The dream of a “universal” or “encyclopedic” museum was born centuries ago as a product of the Enlightenment. During the 1700s, in a burst of noblesse oblige, many art collections were moved from private drawing rooms into public spaces, where they theoretically could be appreciated by all. The grand institutions that were built over the next century to house them were established on the notion that access to the world’s art and artifacts would foster an enlightened, democratic culture — and, implicitly or explicitly, on the idea that only institutions in the West could properly preserve, protect and study the world’s great wonders.
The Enlightenment led into the age of empire, and these new museums were quickly filled with plunder. Thomas Bruce (a.k.a. Lord Elgin) whisked sculptures from the Parthenon away to London. “The Winged Victory of Samothrace” landed in the Louvre. The “Benin Bronzes” were dispersed around the globe, including to the Met. Egypt’s Nefertiti bust was shipped off to Berlin.

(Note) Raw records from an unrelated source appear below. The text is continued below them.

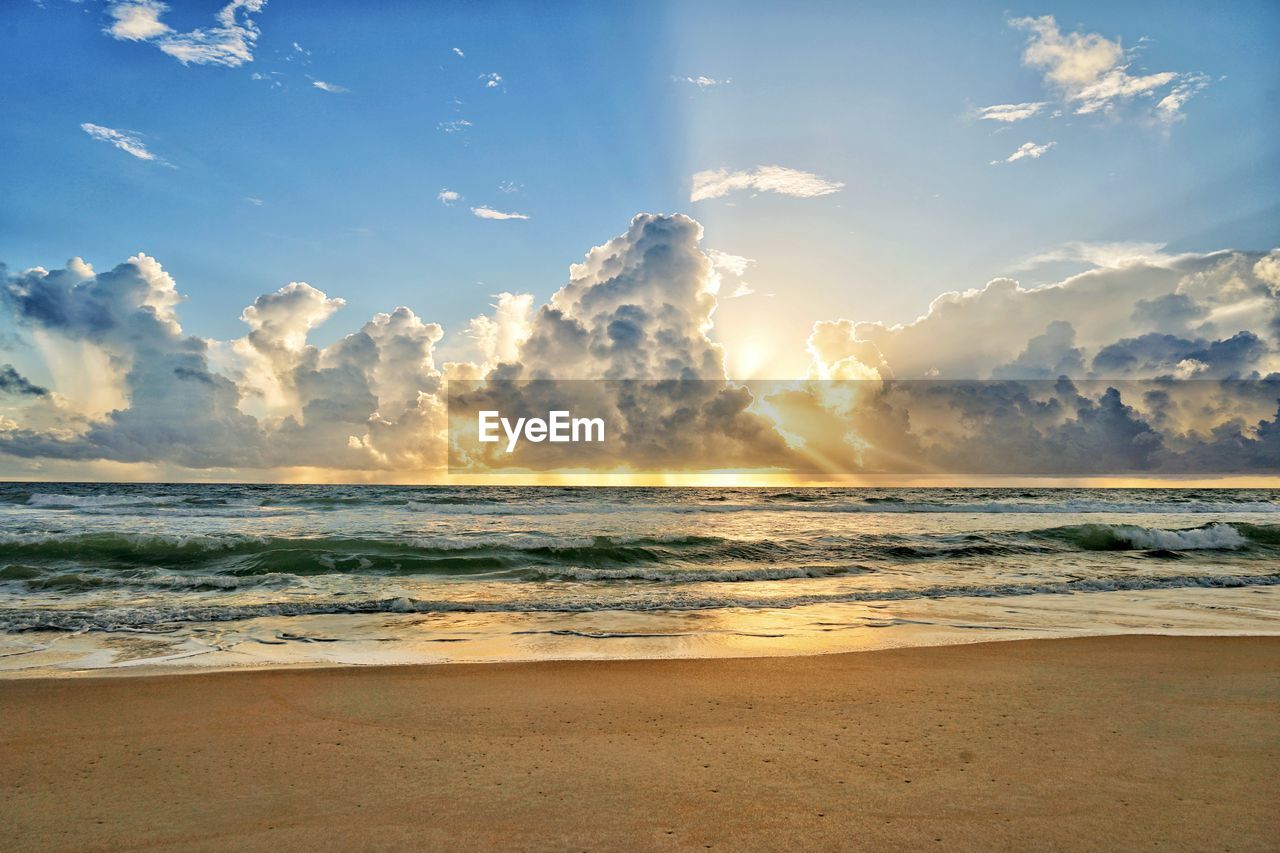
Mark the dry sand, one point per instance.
(1100, 743)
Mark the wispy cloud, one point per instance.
(127, 141)
(714, 183)
(726, 263)
(456, 126)
(1027, 150)
(229, 42)
(1092, 73)
(703, 82)
(489, 213)
(137, 21)
(1010, 112)
(1109, 255)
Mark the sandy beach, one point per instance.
(1097, 743)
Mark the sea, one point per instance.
(126, 578)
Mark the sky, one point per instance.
(841, 164)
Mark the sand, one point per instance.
(1096, 743)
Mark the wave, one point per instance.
(640, 557)
(170, 617)
(705, 575)
(1121, 537)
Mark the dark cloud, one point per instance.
(14, 383)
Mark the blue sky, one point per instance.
(593, 122)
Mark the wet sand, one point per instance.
(1096, 743)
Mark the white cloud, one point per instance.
(713, 183)
(726, 263)
(489, 213)
(1170, 108)
(137, 21)
(1010, 112)
(1027, 150)
(703, 82)
(1093, 73)
(127, 141)
(229, 42)
(1141, 316)
(1100, 254)
(456, 126)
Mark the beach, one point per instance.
(1092, 743)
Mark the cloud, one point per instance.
(1098, 254)
(137, 21)
(1010, 112)
(1027, 150)
(489, 213)
(1141, 319)
(640, 308)
(14, 383)
(731, 264)
(1092, 73)
(714, 183)
(127, 141)
(703, 82)
(229, 42)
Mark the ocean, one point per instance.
(122, 575)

At the time, many considered this kind of acquisition to be benign, even necessary, arguing that the museums would be suitable curators and custodians of the objects. That view is still invoked as the rationale to keep vast collections of antiquities in museum storerooms now. In 2002, more than a dozen leading museums, including the Louvre and the Met, signed on to a “Declaration on the Importance and Value of Universal Museums,” partly as a retort to Greece’s nagging claims for a return of the Parthenon marbles in London and to the growing criticism that these museums embodied a colonial view of culture that needed correcting.
“Over time, objects so acquired — whether by purchase, gift or partage — have become part of the museums that have cared for them, and by extension part of the heritage of the nations which house them,” the statement read. “To narrow the focus of museums whose collections are diverse and multifaceted would therefore be a disservice to all visitors.”
But the theft of objects from the bowels of the British Museum put the lie to that threadbare view: If these institutions fail at the fundamental task of physically protecting the treasures they are supposedly preserving, how can they justify keeping things they themselves have taken from other societies?